# (hoping we can)Welcome Mo Cheeks as our new coach



## DANNY (Aug 9, 2005)

wishful thinking but whatever

we need to bring this guy asap

he got canned for the wrong reason, he didnt deserve. with the players we have, i think it he'll be good fit.

thoughts?


----------



## Futurama_Fanatic (Jul 21, 2005)

*Re: Welcome Mo Cheeks as our new coach*

i'd rather have flip saunders and ill elaborate more after work


----------



## qross1fan (Dec 28, 2004)

*Re: Welcome Mo Cheeks as our new coach*

Didn't Mo Cheeks and Zach buttheads in Portland? Don't want that here. 

Saunders would be nice, hell, I'd even like Eddie Jordan here as well instead of Mo.


----------



## rpginferno (Aug 3, 2002)

*Re: Welcome Mo Cheeks as our new coach*



DANNY said:


> wishful thinking but whatever
> 
> we need to bring this guy asap
> 
> ...


He's not a winner ... what is his winning percentage? I thought he overstayed in Portland and believe the 6ers brought him in for sentimental reasons.
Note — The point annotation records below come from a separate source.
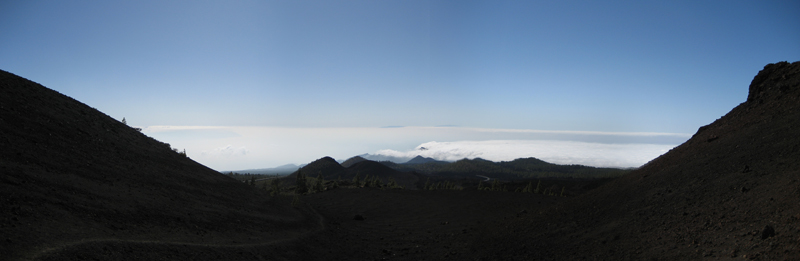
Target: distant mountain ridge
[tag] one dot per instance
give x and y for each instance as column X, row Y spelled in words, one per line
column 279, row 170
column 420, row 160
column 524, row 168
column 330, row 169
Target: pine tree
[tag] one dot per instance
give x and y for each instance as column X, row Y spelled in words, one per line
column 276, row 186
column 301, row 187
column 367, row 182
column 529, row 188
column 356, row 181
A better questions is, why do you think he would make such a good coach for the Clippers. Although, Dunleavy definitely has to go; you don't want to replace one loser with another one.


----------



## joser (Nov 29, 2005)

*Re: Welcome Mo Cheeks as our new coach*

Damnit. You should be banned for playing with my emotions. lol. I got all excited.


----------



## USSKittyHawk (Jul 22, 2005)

*Re: Welcome Mo Cheeks as our new coach*

You guys don't want Cheeks seems like a nice guy, good defensive coach though, but that's about it. How about Eddie Jordan? I think he got a little bit of the raw deal with the Wizards due to key injuries to his ball club.


----------



## Piolo_Pascual (Sep 13, 2006)

:rofl:


----------